How Hedge Funds Lost Their Way and Why They’ll Come Back

Nir Kaissar

April 13, 2021

Stock pickers appear ready to come out of the wilderness.

There’s no shortage of shiny objects for investors to chase these days, from Bitcoin to SPACs to NFTs to pot stocks to GameStop and green energy. Notably missing from the list are equity hedge funds, and they have been for many years. But that may be about to change.

Equity hedge funds once ruled the investing world. During their heyday in the 1990s and 2000s, hedgies seemed to have a freakish gift for picking stocks, racking up big returns for their clients and themselves. Investors begged to get in, and only the richest and most connected among them got a nod, which made hedge funds all the more alluring.

Then, suddenly and mysteriously, they seemed to lose their touch. The HFRI Equity Hedge Total Index returned 14% a year from inception in 1990 through the financial crisis in 2008, doubling the total return of the S&P 500 Index. Since 2009, however, the tables have turned. The HFRI index has returned 8% a year through February, roughly half the return of the S&P 500.

To understand what happened, and why fortune may return for equity hedge funds, it helps to know a bit about how stock pickers make money for investors. They basically have three levers. The first, and by far the most consequential, is merely owning a broad basket of stocks, which all but guarantees that their portfolio will move in close step with the stock market. Not surprisingly, the HFRI index has been strongly correlated with both the U.S. stock market (0.76 with S&P 500) and the global stock market (0.78 with MSCI All Country World Index) since 1990. (A correlation of 1 implies that two variables move perfectly in the same direction, whereas a correlation of negative 1 implies that two variables move perfectly in the opposite direction.) In other words, when the stock market goes up, so do most stock portfolios.
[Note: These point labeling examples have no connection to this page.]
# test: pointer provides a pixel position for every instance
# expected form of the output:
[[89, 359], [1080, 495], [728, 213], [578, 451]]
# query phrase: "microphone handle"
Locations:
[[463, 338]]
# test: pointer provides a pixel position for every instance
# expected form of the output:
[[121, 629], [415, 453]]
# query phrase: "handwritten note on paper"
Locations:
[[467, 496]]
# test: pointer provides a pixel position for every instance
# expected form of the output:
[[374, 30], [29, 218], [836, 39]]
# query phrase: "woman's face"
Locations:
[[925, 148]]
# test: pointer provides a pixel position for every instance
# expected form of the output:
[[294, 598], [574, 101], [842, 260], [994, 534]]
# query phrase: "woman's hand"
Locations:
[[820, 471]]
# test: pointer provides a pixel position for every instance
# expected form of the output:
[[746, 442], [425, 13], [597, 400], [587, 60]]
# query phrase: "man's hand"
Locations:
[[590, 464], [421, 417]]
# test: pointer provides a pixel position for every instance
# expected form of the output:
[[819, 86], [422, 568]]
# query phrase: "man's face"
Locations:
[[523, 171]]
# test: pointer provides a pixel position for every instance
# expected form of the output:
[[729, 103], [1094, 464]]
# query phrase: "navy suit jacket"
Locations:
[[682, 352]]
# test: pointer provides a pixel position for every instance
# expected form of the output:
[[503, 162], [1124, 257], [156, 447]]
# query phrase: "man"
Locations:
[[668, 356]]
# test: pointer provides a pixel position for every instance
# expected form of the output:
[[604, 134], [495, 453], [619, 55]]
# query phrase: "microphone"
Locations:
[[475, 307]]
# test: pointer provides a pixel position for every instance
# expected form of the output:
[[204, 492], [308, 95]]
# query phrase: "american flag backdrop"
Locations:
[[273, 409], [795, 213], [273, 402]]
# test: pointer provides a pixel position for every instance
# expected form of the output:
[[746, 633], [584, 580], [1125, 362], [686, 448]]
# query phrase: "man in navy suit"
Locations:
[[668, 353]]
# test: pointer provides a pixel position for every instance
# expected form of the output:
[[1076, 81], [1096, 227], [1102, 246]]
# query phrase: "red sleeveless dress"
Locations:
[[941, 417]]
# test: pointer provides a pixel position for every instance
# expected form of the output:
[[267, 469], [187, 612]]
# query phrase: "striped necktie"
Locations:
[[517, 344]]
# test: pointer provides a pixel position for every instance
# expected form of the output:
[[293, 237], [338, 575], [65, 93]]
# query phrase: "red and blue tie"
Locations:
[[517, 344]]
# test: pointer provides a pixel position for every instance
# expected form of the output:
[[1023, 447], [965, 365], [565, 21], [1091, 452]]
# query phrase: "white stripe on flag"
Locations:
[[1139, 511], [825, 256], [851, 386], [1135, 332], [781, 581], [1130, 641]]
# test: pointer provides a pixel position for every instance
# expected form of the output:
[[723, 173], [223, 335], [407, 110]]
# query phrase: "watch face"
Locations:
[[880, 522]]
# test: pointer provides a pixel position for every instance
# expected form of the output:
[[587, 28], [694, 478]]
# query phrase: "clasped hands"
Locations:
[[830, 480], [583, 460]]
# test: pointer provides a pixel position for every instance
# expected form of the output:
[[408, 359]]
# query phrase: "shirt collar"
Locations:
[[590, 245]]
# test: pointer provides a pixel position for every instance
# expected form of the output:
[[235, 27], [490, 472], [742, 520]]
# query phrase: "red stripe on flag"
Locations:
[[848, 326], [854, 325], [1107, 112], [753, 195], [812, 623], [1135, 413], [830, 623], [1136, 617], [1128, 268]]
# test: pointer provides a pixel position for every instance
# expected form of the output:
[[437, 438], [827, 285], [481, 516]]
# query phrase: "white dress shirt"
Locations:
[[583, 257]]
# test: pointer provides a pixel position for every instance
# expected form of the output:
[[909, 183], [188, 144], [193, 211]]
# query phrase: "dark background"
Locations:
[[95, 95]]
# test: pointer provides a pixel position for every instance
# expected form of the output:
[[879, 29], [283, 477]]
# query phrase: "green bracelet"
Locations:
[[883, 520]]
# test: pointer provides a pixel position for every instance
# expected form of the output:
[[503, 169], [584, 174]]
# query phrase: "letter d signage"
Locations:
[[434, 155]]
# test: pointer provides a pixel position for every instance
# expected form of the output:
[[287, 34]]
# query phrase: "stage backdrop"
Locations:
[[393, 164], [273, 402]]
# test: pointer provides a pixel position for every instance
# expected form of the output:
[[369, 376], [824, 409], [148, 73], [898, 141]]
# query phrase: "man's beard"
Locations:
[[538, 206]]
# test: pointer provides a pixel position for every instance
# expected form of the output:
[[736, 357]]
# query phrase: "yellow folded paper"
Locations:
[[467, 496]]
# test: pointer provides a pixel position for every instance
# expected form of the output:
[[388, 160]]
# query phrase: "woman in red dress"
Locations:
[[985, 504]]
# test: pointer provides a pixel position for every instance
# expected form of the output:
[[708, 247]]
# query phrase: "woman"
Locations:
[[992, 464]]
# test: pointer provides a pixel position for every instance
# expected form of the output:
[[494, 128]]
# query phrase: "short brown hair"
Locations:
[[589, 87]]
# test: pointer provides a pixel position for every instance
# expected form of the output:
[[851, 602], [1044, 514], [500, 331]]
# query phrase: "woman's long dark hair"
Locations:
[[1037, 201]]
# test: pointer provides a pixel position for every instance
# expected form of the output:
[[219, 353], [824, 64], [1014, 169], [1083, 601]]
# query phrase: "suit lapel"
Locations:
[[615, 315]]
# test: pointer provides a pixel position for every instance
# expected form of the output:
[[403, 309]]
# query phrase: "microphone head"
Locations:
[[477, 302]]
Second, and far less consequential, is the stock pickers’ preferred style of investing. A picker with a penchant for growth stocks, for example, is likely to outpace the market when growth stocks are in favor. The same is true for any other style of investing, be it value, momentum, quality or something else.

Third, and almost entirely inconsequential, are the specific stocks selected. Sure, it’s possible that after accounting for the performance of the broad market and the manager’s preferred style, that manager will have added some value by picking one growth stock rather than another, to extend the previous example. But it’s exceedingly unlikely.

In sum, the return from stock picking = market + style + stock selection.

That simple equation has profound implications. It means that, with rare exception, what distinguishes one stock picker from another is style because most pickers are exposed to the market, and the specific stocks they choose are largely irrelevant. As a result, stock picking comes down to being in the right style at the right time. Growth managers will fare best when growth investing is hot, and value managers will shine when value investing has the edge, and so on.

That’s a problem for most stock pickers because they’re often confined to one style. Someone who manages a U.S. large-cap growth mutual fund, for instance, can’t decide to start buying small value companies in emerging markets. But this is where hedgies have a distinct advantage because they’re generally free to invest anywhere.